Inconel 718 is a Nickel-based (Ni-based) superalloy that is widely used in the aerospace industry whereby it is primarily utilized in production of aircraft engines’ crucial parts such as blades, sheets, and discs. Inconel 718 employed in rocket engines and cryogenic applications due to its outstanding toughness at low temperatures. Inconel 718 produced by Selective Laser Melting (SLM) whereby SLM is a form of additive manufacturing (AM), has gained interest due to the flexibility of manufacturing complex parts. Inconel 718 being an FCC alloy is known to offer good resistance to hydrogen embrittlement.
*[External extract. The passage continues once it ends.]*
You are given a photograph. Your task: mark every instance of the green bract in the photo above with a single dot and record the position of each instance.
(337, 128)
However, there is only limited research concerning the hydrogen embrittlement resistance of Inconel 718 produced by additive manufacturing technique. In this project, SLM fabricated Inconel 718 with 2 different laser parameters was used to study the differences in mechanical properties after hydrogen charging. Further, the two alloys from distinct laser parameters were heat treated to various solution temperature to vary strengthening precipitates size and volume fraction. Effect of hydrogen charging on heat treated Inconel 718 was also studied. The results show that hydrogen charging decreases the elongation to failure of as-printed specimens of both laser parameters. It is shown that the mechanical properties of Inconel 718 such as Yield Strength (YS), Ultimate Tensile Strength (UTS) have significant improvement after undergoing heat treatment processes. However, embrittlement was also observed in heat treated versions. Analysis of fractograph showed embrittlement at the edges of the samples where hydrogen penetration was most effective. Thinner depth of brittle zone shows promising results in using AM Inconel 718 in applications with hydrogen exposure.